Economies of scale can also be described as either internal or external. Internal economies are what an organization itself can do to reduce costs.

External economies of scale are generated from outside of the organization. For example, a tax-funded EMS system can spread the costs of the service across a larger tax payer base making EMS less expensive on a per-capita basis.

An external diseconomy might include serving an outlying or rural portion of a service area with a limited call volume.
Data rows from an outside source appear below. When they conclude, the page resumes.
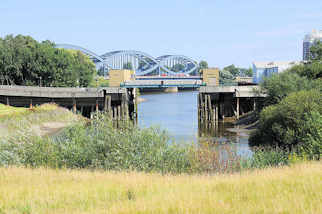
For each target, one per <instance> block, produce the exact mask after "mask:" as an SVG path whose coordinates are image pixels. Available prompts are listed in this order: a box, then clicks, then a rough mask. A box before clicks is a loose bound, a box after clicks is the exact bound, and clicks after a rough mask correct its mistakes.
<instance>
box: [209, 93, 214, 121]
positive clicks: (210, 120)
mask: <svg viewBox="0 0 322 214" xmlns="http://www.w3.org/2000/svg"><path fill="white" fill-rule="evenodd" d="M208 107H209V122H210V123H211V124H212V125H213V122H214V117H213V115H214V114H213V113H214V111H213V109H212V103H211V97H210V94H208Z"/></svg>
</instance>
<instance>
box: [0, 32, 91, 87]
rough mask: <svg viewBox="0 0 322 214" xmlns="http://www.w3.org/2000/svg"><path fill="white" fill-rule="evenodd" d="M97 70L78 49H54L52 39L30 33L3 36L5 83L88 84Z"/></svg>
mask: <svg viewBox="0 0 322 214" xmlns="http://www.w3.org/2000/svg"><path fill="white" fill-rule="evenodd" d="M95 72H96V68H95V65H94V63H93V62H92V61H91V60H90V59H89V58H88V57H87V56H85V55H84V54H82V53H81V52H79V51H69V50H64V49H57V48H55V44H54V43H53V42H50V41H44V42H41V43H39V42H37V41H36V40H34V39H33V38H31V37H30V36H22V35H17V36H16V37H13V36H12V35H8V36H6V37H5V38H4V39H0V78H1V79H4V83H5V84H16V85H39V84H40V83H41V85H42V86H58V87H59V86H71V87H75V86H84V87H85V86H88V84H89V82H91V81H92V78H93V75H94V74H95Z"/></svg>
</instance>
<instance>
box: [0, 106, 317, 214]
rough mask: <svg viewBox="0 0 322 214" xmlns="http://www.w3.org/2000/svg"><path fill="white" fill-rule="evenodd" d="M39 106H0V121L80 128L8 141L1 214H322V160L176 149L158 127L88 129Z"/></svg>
mask: <svg viewBox="0 0 322 214" xmlns="http://www.w3.org/2000/svg"><path fill="white" fill-rule="evenodd" d="M37 108H39V109H38V110H36V111H31V110H28V109H19V108H12V107H7V106H2V108H1V109H2V112H5V113H6V117H7V119H2V120H1V122H0V123H1V124H6V121H8V119H9V118H10V117H11V119H12V120H16V123H17V122H18V121H19V120H21V119H22V118H24V117H28V118H30V119H31V118H37V117H38V116H40V115H38V116H37V114H41V116H42V117H43V118H48V119H49V118H51V115H53V114H54V115H56V117H55V118H56V121H57V120H59V119H57V116H58V115H57V113H54V112H53V111H63V112H64V113H60V116H61V117H62V118H61V120H66V119H63V118H65V117H69V118H72V120H73V121H75V122H76V124H75V123H73V124H71V126H70V127H69V128H67V129H66V130H65V131H63V132H62V133H59V134H57V135H55V136H51V137H47V136H43V137H39V136H35V135H25V136H23V137H18V136H14V137H11V138H7V139H3V138H1V140H0V165H1V166H0V213H106V212H108V213H243V212H246V213H258V212H262V213H320V212H322V206H321V200H320V199H321V197H322V192H321V191H320V190H321V189H322V182H321V181H322V180H321V176H322V174H321V172H322V168H321V167H322V164H321V162H303V161H302V159H300V158H299V157H298V156H296V155H290V156H287V155H285V152H284V151H283V150H266V149H262V150H257V151H256V152H254V154H253V156H252V157H250V158H248V159H241V158H240V157H239V156H238V155H237V154H236V152H235V151H234V150H231V149H230V148H231V147H228V146H227V147H226V148H224V149H222V148H221V149H220V150H219V149H218V148H216V146H214V145H210V144H207V143H201V144H200V145H189V144H179V145H177V144H169V143H168V140H169V136H168V135H167V133H166V132H164V131H162V130H160V129H157V128H147V129H139V128H138V127H135V126H133V125H132V124H127V123H124V124H118V126H119V127H118V128H117V129H116V128H115V127H114V126H113V124H112V123H111V122H110V121H108V118H106V117H105V116H104V115H102V114H97V115H96V117H95V118H94V119H93V120H92V121H91V122H89V121H87V120H86V119H83V118H81V117H78V116H77V115H75V114H73V113H71V112H69V111H68V110H63V109H61V108H57V106H55V105H54V106H52V105H48V104H47V105H45V106H40V107H37ZM8 109H9V111H11V114H9V113H8ZM39 112H41V113H39ZM22 115H24V116H22ZM31 115H34V116H32V117H31ZM23 120H25V119H23ZM27 121H28V122H32V123H33V124H41V123H43V121H47V120H46V119H43V120H27ZM4 122H5V123H4ZM26 127H28V126H19V127H16V130H19V129H24V128H26ZM283 165H284V166H283ZM285 165H288V166H285ZM272 166H279V167H276V168H275V167H273V168H272ZM255 168H265V169H264V170H263V169H261V170H259V169H255ZM58 169H59V170H58ZM250 169H252V170H250ZM147 172H148V173H147ZM210 175H212V176H210Z"/></svg>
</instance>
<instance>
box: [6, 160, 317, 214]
mask: <svg viewBox="0 0 322 214" xmlns="http://www.w3.org/2000/svg"><path fill="white" fill-rule="evenodd" d="M0 175H1V176H0V213H133V214H135V213H211V214H212V213H295V214H296V213H322V205H321V198H322V180H321V177H322V163H321V162H306V163H301V164H295V165H291V166H284V167H279V168H267V169H261V170H254V171H245V172H242V173H234V174H220V175H213V176H209V175H186V174H180V175H161V174H159V173H142V172H135V171H129V172H124V171H122V172H119V171H117V172H115V171H108V172H107V171H100V170H95V171H89V170H75V169H73V170H70V169H62V170H55V169H48V168H38V169H30V168H20V167H9V168H0Z"/></svg>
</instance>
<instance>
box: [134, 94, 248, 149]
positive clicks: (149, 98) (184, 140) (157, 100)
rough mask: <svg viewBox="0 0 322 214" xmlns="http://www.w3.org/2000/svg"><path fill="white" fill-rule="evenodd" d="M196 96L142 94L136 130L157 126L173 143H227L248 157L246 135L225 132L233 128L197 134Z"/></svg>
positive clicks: (197, 131)
mask: <svg viewBox="0 0 322 214" xmlns="http://www.w3.org/2000/svg"><path fill="white" fill-rule="evenodd" d="M197 95H198V91H185V92H179V93H145V94H142V95H141V97H142V98H143V99H145V101H144V102H142V103H140V104H139V105H138V116H139V120H138V122H139V126H141V127H149V126H160V127H161V128H162V129H166V130H167V131H168V132H169V134H170V135H171V136H172V137H173V139H174V140H175V141H189V142H198V140H203V139H207V140H210V141H214V142H230V143H233V144H234V146H236V147H237V149H238V151H239V152H242V153H244V152H245V153H246V154H247V153H249V152H250V150H249V147H248V136H247V134H245V133H234V132H229V131H228V130H227V128H236V127H234V126H233V125H232V124H229V123H219V125H218V128H216V129H213V130H211V131H210V132H208V133H204V132H203V131H201V130H198V115H197Z"/></svg>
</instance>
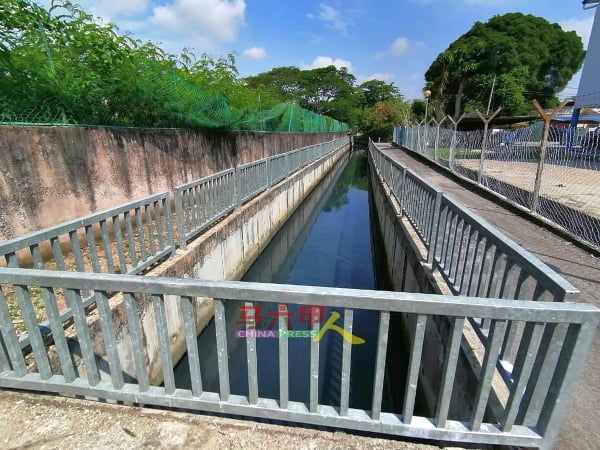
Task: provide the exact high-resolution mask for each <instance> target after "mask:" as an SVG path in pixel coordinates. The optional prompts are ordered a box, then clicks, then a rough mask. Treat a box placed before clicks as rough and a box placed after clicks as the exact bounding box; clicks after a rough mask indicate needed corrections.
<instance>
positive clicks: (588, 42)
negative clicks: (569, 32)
mask: <svg viewBox="0 0 600 450" xmlns="http://www.w3.org/2000/svg"><path fill="white" fill-rule="evenodd" d="M593 24H594V16H593V15H590V16H589V17H586V18H584V19H567V20H563V21H561V22H559V25H560V26H561V27H562V29H563V30H565V31H575V32H576V33H577V34H578V35H579V36H580V37H581V39H582V40H583V47H584V48H587V46H588V44H589V42H590V34H591V32H592V25H593Z"/></svg>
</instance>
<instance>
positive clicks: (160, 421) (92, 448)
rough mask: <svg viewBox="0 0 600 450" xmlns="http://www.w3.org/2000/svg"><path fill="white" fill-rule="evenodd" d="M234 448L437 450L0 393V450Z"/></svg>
mask: <svg viewBox="0 0 600 450" xmlns="http://www.w3.org/2000/svg"><path fill="white" fill-rule="evenodd" d="M239 448H245V449H264V450H274V449H314V450H322V449H339V450H342V449H344V450H347V449H354V450H363V449H373V450H375V449H377V450H379V449H382V450H439V449H441V448H442V447H440V446H437V445H427V444H421V443H414V442H404V441H401V440H399V438H398V439H389V438H387V437H384V436H360V435H356V434H351V433H346V432H343V431H341V430H340V431H324V430H316V429H311V428H302V427H286V426H282V425H274V424H269V423H259V422H253V421H251V420H239V419H230V418H225V417H218V416H212V415H204V414H194V413H189V412H174V411H167V410H161V409H152V408H143V407H134V406H121V405H110V404H106V403H98V402H92V401H88V400H82V399H73V398H65V397H58V396H48V395H41V394H32V393H28V392H17V391H14V392H12V391H2V390H0V449H6V450H16V449H39V450H50V449H57V450H58V449H78V450H83V449H90V450H99V449H107V450H109V449H110V450H114V449H140V450H142V449H143V450H148V449H157V450H158V449H160V450H162V449H198V450H215V449H239ZM446 449H448V450H450V449H451V448H449V447H446Z"/></svg>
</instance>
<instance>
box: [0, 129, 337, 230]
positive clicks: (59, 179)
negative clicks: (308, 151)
mask: <svg viewBox="0 0 600 450" xmlns="http://www.w3.org/2000/svg"><path fill="white" fill-rule="evenodd" d="M338 136H340V133H250V132H236V133H229V132H217V131H212V132H208V131H207V132H199V131H191V130H146V129H124V128H84V127H14V126H0V241H1V240H5V239H10V238H13V237H17V236H21V235H23V234H26V233H29V232H33V231H36V230H40V229H42V228H46V227H48V226H50V225H54V224H57V223H61V222H64V221H67V220H70V219H75V218H77V217H82V216H85V215H87V214H91V213H92V212H96V211H101V210H105V209H109V208H112V207H115V206H118V205H122V204H124V203H127V202H128V201H131V200H135V199H139V198H142V197H146V196H148V195H151V194H155V193H159V192H164V191H167V190H171V189H172V188H173V186H176V185H178V184H181V183H185V182H188V181H192V180H196V179H198V178H201V177H203V176H206V175H209V174H212V173H215V172H218V171H220V170H224V169H228V168H230V167H235V166H237V165H240V164H244V163H247V162H250V161H255V160H257V159H261V158H264V157H267V156H271V155H274V154H279V153H283V152H287V151H290V150H293V149H295V148H300V147H304V146H307V145H311V144H316V143H320V142H325V141H329V140H332V139H333V138H334V137H338Z"/></svg>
It is reasonable to assume that this type of diseconomy is why you don’t see a lot of private ambulance operators in rural areas.

EMS unit of production

Often the EMS unit of production is described as the availability of an ambulance to respond to a certain area. EMS provides emergency services to people and therefore is more efficient in areas with high-population density as this allows for more people to be protected by concentrated resources. Rural areas create the opposite situation where EMS resources must cover larger areas with fewer calls.

The most expensive aspect of EMS delivery is responders, which often account for 80 percent or more of the costs in paid organizations. Without an adequate call volume and a corresponding population density, it is often impossible for paid services to cover their costs with fee for service billing alone. In rural areas the use of volunteer personnel or the financing of EMS response through tax funding and other sources is needed as economies of scale diminish.

The question therefore becomes, how can scale be used by rural and volunteer organizations to best deploy paid and volunteer personnel, and what are good ways to save on administration, supplies and expensive infrastructure? And how can a strong connection to the community be maintained while also taking advantage of size and scale? 


1. Mears G, Armstrong B, Fernandez AR, et al. 2011 National EMS Assessment. In: Administration USDoTNHTS, ed. Washington DC2012.

2. Bureau USC. Census Bureau Reports There Are 89,004 Local Governments in the United States. 2012; Accessed July 30, 2015.

3. Haynes HJG, Stein GP. US Fire Department Profile 2013. Quincy, MA2014. NFPA #USS07.

4. Reaves BA. Census of State and Local Law Enforcement Agencies, 2008. NCJ 233982 ed. Washington, DC: U.S. Department of Justice, Office of Justice Programs, Bureau of Justice Statistics; 2011.

5. Investopedia.com. Diseconomies of Scale. Accessed July 30, 2015.